Issue #1(19) 2019 Science

LISA Pathfinder – paving the way for future studies of the gravitational universe

Simulation of two merging black holes where the colours represent quantities related to the gravitational waves emitted from the system. LISA Pathfinder is paving the way for the detection of gravitational waves from space.
Simulation of two merging black holes where the colours represent quantities related to the gravitational waves emitted from the system. LISA Pathfinder is paving the way for the detection of gravitational waves from space.
Andreas Rudolph ESA/ESOC, Darmstadt, Germany

LISA Pathfinder was a pioneering ESA technology demonstration mission with a European and NASA payload. Launched in December 2015, its aim was to put two test masses in a near-perfect gravitational free-fall and control and measure their motion with unprecedented accuracy, testing the technology needed to develop future spaceborne gravitational wave detectors. LISA Pathfinder is paving the way for ESA’s Laser Interferometer Space Antenna (LISA), the first gravitational wave observatory in space, planned for launch in the 2030s. Here, Andreas Rudolph presents an overview of the successful and highly unusual mission and looks ahead to LISA.

Gravitational waves are ripples in the curvature of space-time produced by accelerations of massive celestial bodies such as orbiting pairs of black holes, compact binaries or other astrophysical objects.

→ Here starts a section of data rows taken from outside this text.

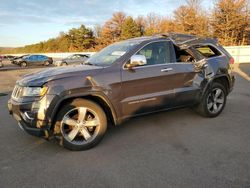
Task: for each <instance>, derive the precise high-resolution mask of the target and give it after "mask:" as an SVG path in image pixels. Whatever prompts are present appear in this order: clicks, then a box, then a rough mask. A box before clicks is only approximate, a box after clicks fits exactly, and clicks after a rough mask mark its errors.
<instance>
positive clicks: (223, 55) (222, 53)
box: [193, 43, 225, 59]
mask: <svg viewBox="0 0 250 188" xmlns="http://www.w3.org/2000/svg"><path fill="white" fill-rule="evenodd" d="M197 45H199V44H197ZM195 46H196V45H193V47H195ZM200 46H212V47H214V48H215V49H216V50H217V51H218V52H220V55H218V56H213V57H205V56H204V55H203V54H202V53H201V52H199V50H197V49H196V48H195V50H197V51H198V53H200V54H201V55H202V56H203V57H204V58H205V59H213V58H218V57H223V56H225V54H224V53H223V52H222V51H221V50H220V49H219V48H217V47H216V45H214V44H212V43H202V44H201V45H200Z"/></svg>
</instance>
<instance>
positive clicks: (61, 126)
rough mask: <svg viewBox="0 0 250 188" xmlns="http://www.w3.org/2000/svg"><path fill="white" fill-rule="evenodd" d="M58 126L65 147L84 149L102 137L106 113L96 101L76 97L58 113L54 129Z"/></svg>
mask: <svg viewBox="0 0 250 188" xmlns="http://www.w3.org/2000/svg"><path fill="white" fill-rule="evenodd" d="M59 128H60V135H61V137H62V144H63V146H64V147H65V148H67V149H70V150H86V149H89V148H92V147H94V146H95V145H97V144H98V143H99V142H100V141H101V139H102V138H103V136H104V134H105V132H106V129H107V118H106V114H105V112H104V111H103V109H102V108H101V107H100V106H99V105H97V104H96V103H94V102H92V101H89V100H85V99H76V100H74V101H73V102H71V103H68V104H67V105H65V106H64V107H63V108H62V109H61V110H60V112H59V113H58V116H57V122H56V125H55V129H57V130H59Z"/></svg>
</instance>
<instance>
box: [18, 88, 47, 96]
mask: <svg viewBox="0 0 250 188" xmlns="http://www.w3.org/2000/svg"><path fill="white" fill-rule="evenodd" d="M47 90H48V88H47V87H24V88H23V93H22V95H23V96H24V97H42V96H43V95H45V93H46V92H47Z"/></svg>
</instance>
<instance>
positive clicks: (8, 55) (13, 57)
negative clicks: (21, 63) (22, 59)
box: [0, 55, 15, 60]
mask: <svg viewBox="0 0 250 188" xmlns="http://www.w3.org/2000/svg"><path fill="white" fill-rule="evenodd" d="M13 58H15V56H13V55H3V56H0V59H2V60H11V59H13Z"/></svg>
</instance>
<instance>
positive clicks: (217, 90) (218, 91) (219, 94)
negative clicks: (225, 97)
mask: <svg viewBox="0 0 250 188" xmlns="http://www.w3.org/2000/svg"><path fill="white" fill-rule="evenodd" d="M220 95H221V90H220V89H217V90H216V91H215V96H214V98H215V99H217V98H218V97H219V96H220Z"/></svg>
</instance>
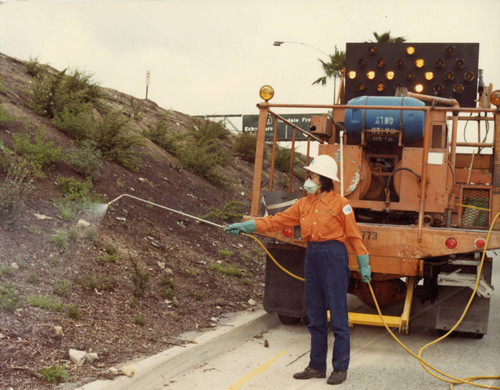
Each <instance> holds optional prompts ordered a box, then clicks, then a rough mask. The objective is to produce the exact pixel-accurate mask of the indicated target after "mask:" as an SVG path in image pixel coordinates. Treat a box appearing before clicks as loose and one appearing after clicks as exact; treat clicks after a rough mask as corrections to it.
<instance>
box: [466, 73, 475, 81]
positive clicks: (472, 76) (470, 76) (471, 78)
mask: <svg viewBox="0 0 500 390" xmlns="http://www.w3.org/2000/svg"><path fill="white" fill-rule="evenodd" d="M464 80H465V81H472V80H474V73H472V72H465V74H464Z"/></svg>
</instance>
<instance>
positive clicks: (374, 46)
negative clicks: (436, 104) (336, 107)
mask: <svg viewBox="0 0 500 390" xmlns="http://www.w3.org/2000/svg"><path fill="white" fill-rule="evenodd" d="M478 59H479V44H478V43H452V44H450V43H408V42H405V43H383V42H375V43H374V42H366V43H347V44H346V69H347V70H348V71H347V72H346V78H345V79H346V80H345V98H346V100H347V101H349V100H350V99H352V98H354V97H359V96H363V95H379V96H394V95H395V92H396V88H397V87H405V88H407V89H408V90H411V91H415V88H416V86H417V85H418V84H421V85H422V88H423V89H422V93H428V94H432V95H434V96H439V97H443V98H450V97H453V98H454V99H456V100H457V101H458V103H459V104H460V107H476V105H477V93H478V81H479V77H478V76H477V75H478ZM351 72H356V76H355V77H353V75H354V73H351ZM361 81H362V83H363V84H361V85H360V83H361ZM431 83H432V84H431ZM380 84H383V86H384V87H383V90H381V88H380ZM457 84H460V85H458V86H457ZM418 88H420V87H418ZM454 88H455V89H454ZM426 104H427V105H429V104H431V103H430V102H426Z"/></svg>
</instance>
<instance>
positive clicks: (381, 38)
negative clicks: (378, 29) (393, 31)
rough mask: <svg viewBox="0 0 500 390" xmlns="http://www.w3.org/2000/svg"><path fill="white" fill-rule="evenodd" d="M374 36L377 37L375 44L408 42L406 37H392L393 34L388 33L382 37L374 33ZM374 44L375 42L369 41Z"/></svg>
mask: <svg viewBox="0 0 500 390" xmlns="http://www.w3.org/2000/svg"><path fill="white" fill-rule="evenodd" d="M373 36H374V37H375V42H380V43H403V42H406V38H405V37H395V38H393V37H391V32H390V31H387V32H385V33H383V34H381V35H378V34H377V33H376V32H374V33H373ZM369 42H373V41H369Z"/></svg>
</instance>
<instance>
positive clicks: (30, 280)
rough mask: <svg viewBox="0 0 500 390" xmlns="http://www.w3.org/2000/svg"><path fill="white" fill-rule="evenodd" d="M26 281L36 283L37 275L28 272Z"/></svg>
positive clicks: (32, 272)
mask: <svg viewBox="0 0 500 390" xmlns="http://www.w3.org/2000/svg"><path fill="white" fill-rule="evenodd" d="M28 283H31V284H37V283H38V275H37V274H36V273H34V272H29V273H28Z"/></svg>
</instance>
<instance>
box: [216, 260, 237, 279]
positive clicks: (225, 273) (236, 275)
mask: <svg viewBox="0 0 500 390" xmlns="http://www.w3.org/2000/svg"><path fill="white" fill-rule="evenodd" d="M208 268H209V269H211V270H213V271H216V272H220V273H221V274H224V275H229V276H235V277H237V278H241V276H242V272H241V270H240V269H239V268H237V267H235V266H234V265H232V264H219V263H212V264H209V266H208Z"/></svg>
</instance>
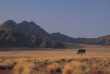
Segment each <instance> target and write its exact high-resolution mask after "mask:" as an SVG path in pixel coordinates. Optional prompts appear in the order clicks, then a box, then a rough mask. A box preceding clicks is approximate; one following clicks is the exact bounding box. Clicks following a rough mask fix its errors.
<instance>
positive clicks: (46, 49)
mask: <svg viewBox="0 0 110 74" xmlns="http://www.w3.org/2000/svg"><path fill="white" fill-rule="evenodd" d="M80 48H83V49H86V54H84V55H83V56H110V46H101V45H85V44H80V45H76V44H71V43H70V44H68V46H67V48H66V49H52V48H44V49H40V48H2V50H3V49H5V50H6V51H0V57H12V58H13V57H56V56H58V57H60V56H80V55H78V54H77V50H78V49H80ZM8 50H11V51H8Z"/></svg>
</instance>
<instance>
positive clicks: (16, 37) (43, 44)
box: [0, 20, 65, 48]
mask: <svg viewBox="0 0 110 74" xmlns="http://www.w3.org/2000/svg"><path fill="white" fill-rule="evenodd" d="M49 35H50V34H49V33H47V32H46V31H45V30H44V29H42V28H41V27H40V26H38V25H37V24H35V23H34V22H32V21H31V22H27V21H23V22H21V23H18V24H17V23H16V22H14V21H13V20H8V21H6V22H4V23H3V24H2V25H1V26H0V47H42V48H64V47H65V46H64V44H62V43H61V42H56V41H53V40H52V39H51V38H50V37H49Z"/></svg>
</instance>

Albert Einstein postulated the existence of gravitational waves from his theory of general relativity (1915). Ground-based detectors can only measure the high frequency band of gravitational waves. A first direct detection on ground took place in September 2015, leading to the award of the Nobel Prize in physics in 2017 (Weiss, Barish & Thorne).

However, to observe lower frequency gravitational waves in the range from 10-4 to 10-1 Hz a space-based detector, undisturbed by ground motion, is required. The principle of such an observatory is that free-falling test masses, which are isolated from all external forces, will move along geodesics of the curved space-time. If a gravitational wave travels in the neighbourhood of these test masses then a tidal effect will occur and this will result in a change in distance between the two test masses. The variation in distance is only in the order of pico-metres (10-12 m) over a million kilometres but it can be measured with a high-resolution laser interferometer.